Using NVIDIA CUDA for hardware-accelerated scaling in FFmpeg on Linux allows you to offload demanding video resizing tasks from the CPU to the GPU, drastically improving processing speeds and reducing system overhead. This guide provides a straightforward overview of how to leverage CUDA-backed filters like scale_cuda and scale_npp within your FFmpeg commands. You will learn the necessary prerequisites, the correct syntax for end-to-end GPU processing, and how to successfully execute hardware-accelerated scaling on a Linux environment.

Prerequisites and System Requirements

To utilize CUDA scaling, your Linux system must have the appropriate NVIDIA hardware and software stack installed. Because standard distribution packages often omit hardware acceleration features due to licensing, you generally need a custom-built version of FFmpeg.

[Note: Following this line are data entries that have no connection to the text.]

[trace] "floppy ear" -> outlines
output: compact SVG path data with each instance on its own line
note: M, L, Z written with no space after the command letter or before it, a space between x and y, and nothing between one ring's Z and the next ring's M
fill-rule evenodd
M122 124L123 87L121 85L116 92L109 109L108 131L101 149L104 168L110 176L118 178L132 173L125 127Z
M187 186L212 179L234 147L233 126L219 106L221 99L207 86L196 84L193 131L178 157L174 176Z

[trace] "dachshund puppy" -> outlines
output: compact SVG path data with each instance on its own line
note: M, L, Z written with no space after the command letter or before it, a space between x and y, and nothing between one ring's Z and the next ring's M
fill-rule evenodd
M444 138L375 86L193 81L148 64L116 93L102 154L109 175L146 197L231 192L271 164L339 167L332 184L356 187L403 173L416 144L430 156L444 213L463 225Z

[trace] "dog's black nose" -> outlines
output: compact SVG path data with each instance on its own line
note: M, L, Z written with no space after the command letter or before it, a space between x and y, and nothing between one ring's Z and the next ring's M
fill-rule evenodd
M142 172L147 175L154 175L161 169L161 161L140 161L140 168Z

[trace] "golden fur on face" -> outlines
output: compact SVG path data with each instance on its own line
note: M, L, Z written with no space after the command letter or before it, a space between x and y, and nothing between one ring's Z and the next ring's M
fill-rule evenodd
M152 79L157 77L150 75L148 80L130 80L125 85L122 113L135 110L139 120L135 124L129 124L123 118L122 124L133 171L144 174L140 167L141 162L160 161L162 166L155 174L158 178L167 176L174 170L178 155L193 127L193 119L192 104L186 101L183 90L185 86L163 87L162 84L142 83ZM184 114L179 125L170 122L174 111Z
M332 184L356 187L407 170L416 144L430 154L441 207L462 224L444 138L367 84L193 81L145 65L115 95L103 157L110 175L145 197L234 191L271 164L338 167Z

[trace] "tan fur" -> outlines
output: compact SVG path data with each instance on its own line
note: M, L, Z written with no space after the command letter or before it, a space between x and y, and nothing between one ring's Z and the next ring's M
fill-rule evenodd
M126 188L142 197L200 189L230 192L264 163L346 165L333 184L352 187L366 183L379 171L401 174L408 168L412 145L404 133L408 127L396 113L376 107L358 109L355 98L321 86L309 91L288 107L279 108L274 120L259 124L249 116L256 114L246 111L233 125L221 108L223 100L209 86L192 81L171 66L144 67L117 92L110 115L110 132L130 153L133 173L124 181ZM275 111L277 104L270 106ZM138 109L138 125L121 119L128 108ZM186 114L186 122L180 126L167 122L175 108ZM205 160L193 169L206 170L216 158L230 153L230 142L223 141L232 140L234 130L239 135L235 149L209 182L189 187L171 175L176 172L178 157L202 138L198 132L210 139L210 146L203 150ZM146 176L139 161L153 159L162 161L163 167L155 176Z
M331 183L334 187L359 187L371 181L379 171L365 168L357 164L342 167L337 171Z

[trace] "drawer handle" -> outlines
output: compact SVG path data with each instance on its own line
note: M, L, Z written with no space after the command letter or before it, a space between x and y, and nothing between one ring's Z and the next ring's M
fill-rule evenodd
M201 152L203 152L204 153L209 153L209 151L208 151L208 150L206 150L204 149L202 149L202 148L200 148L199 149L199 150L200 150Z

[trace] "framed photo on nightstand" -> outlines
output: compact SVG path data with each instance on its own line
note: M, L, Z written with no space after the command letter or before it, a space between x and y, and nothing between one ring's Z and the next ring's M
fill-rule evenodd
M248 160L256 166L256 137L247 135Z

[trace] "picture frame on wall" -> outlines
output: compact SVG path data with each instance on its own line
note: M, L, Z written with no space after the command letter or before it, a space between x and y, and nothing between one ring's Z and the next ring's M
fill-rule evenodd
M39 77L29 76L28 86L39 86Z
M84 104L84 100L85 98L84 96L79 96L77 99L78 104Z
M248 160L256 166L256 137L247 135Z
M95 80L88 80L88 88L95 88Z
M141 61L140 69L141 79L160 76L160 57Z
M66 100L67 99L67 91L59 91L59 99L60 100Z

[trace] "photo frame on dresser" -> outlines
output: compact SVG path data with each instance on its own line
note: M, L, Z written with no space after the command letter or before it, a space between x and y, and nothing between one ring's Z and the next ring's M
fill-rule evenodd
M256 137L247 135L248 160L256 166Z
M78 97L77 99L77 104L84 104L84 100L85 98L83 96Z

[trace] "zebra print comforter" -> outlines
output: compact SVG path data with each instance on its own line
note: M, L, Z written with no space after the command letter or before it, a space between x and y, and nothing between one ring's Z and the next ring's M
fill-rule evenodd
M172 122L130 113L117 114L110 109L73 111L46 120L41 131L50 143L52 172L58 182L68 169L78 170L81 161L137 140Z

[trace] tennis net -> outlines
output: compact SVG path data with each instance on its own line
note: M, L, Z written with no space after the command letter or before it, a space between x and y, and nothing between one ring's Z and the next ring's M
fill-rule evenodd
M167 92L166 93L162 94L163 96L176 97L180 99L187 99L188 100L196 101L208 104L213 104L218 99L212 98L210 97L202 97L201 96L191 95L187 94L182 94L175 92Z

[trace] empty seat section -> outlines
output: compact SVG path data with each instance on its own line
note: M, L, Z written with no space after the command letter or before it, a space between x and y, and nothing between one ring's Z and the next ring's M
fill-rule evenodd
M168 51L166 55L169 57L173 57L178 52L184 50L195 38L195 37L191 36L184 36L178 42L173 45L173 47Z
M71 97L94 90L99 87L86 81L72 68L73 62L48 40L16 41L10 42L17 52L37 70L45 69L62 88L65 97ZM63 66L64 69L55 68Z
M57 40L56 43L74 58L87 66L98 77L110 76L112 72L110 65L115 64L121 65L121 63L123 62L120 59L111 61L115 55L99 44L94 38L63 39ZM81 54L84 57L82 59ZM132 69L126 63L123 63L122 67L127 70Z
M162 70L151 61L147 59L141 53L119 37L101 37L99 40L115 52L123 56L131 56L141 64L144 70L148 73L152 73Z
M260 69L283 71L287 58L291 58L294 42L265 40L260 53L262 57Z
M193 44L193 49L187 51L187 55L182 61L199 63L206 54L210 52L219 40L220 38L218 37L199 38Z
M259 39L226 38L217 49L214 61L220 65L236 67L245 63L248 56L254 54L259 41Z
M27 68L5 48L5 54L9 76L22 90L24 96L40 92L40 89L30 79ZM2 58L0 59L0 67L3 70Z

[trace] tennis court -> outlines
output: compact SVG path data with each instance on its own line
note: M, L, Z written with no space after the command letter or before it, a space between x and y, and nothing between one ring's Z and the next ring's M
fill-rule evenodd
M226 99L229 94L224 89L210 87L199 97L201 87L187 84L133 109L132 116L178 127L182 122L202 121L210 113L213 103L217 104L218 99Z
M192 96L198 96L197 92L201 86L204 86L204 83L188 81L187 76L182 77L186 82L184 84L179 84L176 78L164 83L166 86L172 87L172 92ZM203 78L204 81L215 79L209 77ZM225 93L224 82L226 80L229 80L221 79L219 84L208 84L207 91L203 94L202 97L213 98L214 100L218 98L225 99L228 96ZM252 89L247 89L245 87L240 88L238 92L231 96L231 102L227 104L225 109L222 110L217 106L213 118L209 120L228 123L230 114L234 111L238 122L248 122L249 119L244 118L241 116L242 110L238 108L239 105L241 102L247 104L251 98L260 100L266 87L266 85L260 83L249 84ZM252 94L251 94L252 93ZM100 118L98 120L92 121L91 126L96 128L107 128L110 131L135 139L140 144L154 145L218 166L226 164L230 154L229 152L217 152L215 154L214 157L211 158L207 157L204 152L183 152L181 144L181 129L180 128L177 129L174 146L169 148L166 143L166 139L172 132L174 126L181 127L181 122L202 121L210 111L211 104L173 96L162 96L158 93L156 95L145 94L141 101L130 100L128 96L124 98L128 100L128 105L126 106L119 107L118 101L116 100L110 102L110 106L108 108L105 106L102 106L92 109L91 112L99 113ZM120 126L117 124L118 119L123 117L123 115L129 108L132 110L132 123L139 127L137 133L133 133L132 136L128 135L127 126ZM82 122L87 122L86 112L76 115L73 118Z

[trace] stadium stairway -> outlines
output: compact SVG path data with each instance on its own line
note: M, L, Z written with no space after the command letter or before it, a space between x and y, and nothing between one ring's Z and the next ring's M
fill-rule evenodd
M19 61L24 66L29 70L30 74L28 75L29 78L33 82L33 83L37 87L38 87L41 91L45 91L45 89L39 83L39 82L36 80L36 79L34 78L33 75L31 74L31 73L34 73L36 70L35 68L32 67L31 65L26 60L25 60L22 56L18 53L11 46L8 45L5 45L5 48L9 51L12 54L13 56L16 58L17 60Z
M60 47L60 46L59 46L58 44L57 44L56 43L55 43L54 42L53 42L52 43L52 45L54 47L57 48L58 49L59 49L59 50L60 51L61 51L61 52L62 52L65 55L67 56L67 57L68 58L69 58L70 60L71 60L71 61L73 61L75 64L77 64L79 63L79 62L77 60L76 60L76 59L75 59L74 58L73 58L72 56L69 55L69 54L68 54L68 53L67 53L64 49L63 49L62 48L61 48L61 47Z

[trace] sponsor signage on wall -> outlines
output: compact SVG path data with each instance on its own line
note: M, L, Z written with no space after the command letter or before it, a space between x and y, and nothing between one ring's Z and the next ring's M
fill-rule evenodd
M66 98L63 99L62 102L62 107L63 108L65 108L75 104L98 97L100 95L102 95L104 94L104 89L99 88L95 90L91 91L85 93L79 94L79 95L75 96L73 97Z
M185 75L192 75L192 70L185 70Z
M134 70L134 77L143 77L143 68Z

NVIDIA Driver: A proprietary NVIDIA driver installed and functioning.
CUDA Toolkit: The CUDA development toolkit matching your driver version.
nv-codec-headers: NVIDIA’s hardware acceleration headers, required to compile FFmpeg with NVENC/NVDEC support.
FFmpeg Compilation: FFmpeg must be configured and compiled with the flags --enable-cuda, --enable-cuvid, --enable-nvenc, and --enable-libnpp (if using NPP-based scaling).

Understanding the CUDA Scaling Pipeline

To get the maximum performance benefit, the video decoding, scaling, and encoding should all happen on the GPU. Passing frames back and forth between system memory (RAM) and graphics memory (VRAM) creates a bottleneck that negates the speed of hardware acceleration.

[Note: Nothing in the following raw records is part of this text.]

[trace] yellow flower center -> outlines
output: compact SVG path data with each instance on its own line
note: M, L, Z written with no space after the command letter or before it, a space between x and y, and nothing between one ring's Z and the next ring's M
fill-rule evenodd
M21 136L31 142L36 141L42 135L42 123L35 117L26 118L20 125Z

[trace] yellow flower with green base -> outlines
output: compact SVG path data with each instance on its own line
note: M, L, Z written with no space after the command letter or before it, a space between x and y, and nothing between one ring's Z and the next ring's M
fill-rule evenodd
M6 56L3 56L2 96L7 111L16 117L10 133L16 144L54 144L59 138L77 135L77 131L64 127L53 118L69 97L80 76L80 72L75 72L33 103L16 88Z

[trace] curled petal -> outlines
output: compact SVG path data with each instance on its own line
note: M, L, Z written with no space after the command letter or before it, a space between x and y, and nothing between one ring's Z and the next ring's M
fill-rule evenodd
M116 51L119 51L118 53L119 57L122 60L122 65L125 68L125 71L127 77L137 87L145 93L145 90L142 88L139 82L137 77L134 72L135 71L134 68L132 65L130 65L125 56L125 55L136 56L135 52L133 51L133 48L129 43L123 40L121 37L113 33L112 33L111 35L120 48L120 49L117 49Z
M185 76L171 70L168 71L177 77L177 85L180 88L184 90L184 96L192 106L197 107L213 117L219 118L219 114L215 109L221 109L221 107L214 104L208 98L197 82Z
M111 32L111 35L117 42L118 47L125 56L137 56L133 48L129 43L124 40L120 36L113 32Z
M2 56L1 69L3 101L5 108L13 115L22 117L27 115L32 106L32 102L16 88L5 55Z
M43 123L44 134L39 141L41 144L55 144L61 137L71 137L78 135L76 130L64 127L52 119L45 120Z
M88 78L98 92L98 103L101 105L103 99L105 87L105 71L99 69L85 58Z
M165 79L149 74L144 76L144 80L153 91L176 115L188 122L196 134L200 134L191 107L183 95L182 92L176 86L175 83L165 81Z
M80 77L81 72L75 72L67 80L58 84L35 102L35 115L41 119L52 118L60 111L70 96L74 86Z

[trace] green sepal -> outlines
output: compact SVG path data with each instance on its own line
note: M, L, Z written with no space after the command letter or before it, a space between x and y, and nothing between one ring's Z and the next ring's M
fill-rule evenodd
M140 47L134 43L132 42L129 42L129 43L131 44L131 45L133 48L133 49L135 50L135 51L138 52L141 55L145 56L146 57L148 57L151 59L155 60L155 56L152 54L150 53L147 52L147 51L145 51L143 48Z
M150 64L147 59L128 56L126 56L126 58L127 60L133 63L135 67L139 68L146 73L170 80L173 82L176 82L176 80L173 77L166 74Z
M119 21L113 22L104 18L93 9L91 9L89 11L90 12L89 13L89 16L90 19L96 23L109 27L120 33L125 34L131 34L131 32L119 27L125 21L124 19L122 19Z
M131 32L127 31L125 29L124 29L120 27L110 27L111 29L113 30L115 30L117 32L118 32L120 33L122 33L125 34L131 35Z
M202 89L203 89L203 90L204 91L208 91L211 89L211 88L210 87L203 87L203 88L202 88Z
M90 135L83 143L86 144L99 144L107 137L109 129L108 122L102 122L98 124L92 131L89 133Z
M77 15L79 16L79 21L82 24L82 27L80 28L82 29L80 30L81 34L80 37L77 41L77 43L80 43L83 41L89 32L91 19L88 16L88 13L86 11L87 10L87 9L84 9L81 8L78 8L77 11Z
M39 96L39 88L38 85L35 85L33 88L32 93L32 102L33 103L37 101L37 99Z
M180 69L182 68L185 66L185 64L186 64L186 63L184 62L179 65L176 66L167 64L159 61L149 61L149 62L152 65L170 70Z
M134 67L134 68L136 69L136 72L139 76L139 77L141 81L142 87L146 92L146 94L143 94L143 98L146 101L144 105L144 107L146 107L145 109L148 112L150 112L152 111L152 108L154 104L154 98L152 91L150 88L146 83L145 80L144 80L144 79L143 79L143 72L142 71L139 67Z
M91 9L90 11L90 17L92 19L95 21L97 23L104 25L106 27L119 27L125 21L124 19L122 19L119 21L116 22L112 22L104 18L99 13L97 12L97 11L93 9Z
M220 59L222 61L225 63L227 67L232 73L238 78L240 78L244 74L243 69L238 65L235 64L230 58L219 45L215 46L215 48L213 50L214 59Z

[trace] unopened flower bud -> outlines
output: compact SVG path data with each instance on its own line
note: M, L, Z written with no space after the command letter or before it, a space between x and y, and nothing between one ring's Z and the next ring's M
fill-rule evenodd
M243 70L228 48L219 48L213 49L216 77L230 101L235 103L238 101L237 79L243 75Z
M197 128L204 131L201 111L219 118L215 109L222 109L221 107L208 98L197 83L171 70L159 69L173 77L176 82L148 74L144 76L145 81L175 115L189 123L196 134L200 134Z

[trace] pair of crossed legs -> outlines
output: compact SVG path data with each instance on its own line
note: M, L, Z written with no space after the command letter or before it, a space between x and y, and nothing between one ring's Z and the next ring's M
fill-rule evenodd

An efficient pipeline uses nvdec to decode the video directly into VRAM, applies the CUDA scale filter, and passes the scaled frames directly to nvenc for encoding.

Command Examples for CUDA Scaling

There are two primary filters used for CUDA-based scaling in FFmpeg: scale_cuda (built directly into the CUDA subsystem) and scale_npp (which utilizes the NVIDIA Performance Primitives library). The scale_cuda filter is generally preferred for its simplicity and efficiency in pure pipeline workflows.

Example 1: Full Hardware Pipeline with scale_cuda

This command decodes an input video on the GPU, resizes it to 1080p using CUDA, and encodes it using the H.264 CUDA encoder without the video data ever leaving the graphics card.

ffmpeg -hwaccel cuda -hwaccel_output_format cuda -i input.mp4 -vf "scale_cuda=1920:1080" -c:v h264_nvenc output.mp4

-hwaccel cuda: Tells FFmpeg to use CUDA hardware acceleration for decoding.
-hwaccel_output_format cuda: Keeps the decoded video frames in VRAM rather than copying them back to the CPU.
-vf "scale_cuda=1920:1080": Applies the hardware-accelerated CUDA scaling filter.

Example 2: Hybrid Pipeline (CPU Decode to GPU Scale)

If your input format is not supported by NVIDIA’s hardware decoder, you must decode it via the CPU, upload the frames to the GPU for scaling, and then encode.

ffmpeg -i input_software.mp4 -vf "hwupload_cuda,scale_cuda=1280:720" -c:v h264_nvenc output.mp4

hwupload_cuda: Pushes the software-decoded frames from system RAM into NVIDIA VRAM so the scale_cuda filter can process them.

Performance and Advanced Tuning

When scaling with CUDA, you can also specify the interpolation algorithm to balance quality and performance. The scale_cuda filter supports options such as bilinear, bicubic, and lanczos.

To change the algorithm, append the interp option to your filter chain:

ffmpeg -hwaccel cuda -hwaccel_output_format cuda -i input.mp4 -vf "scale_cuda=1920:1080:interp=lanczos" -c:v h264_nvenc output.mp4

By keeping the entire lifecycle of the video frame inside the GPU infrastructure, CUDA scaling enables rapid, high-throughput video processing ideal for Linux-based media servers and automation pipelines.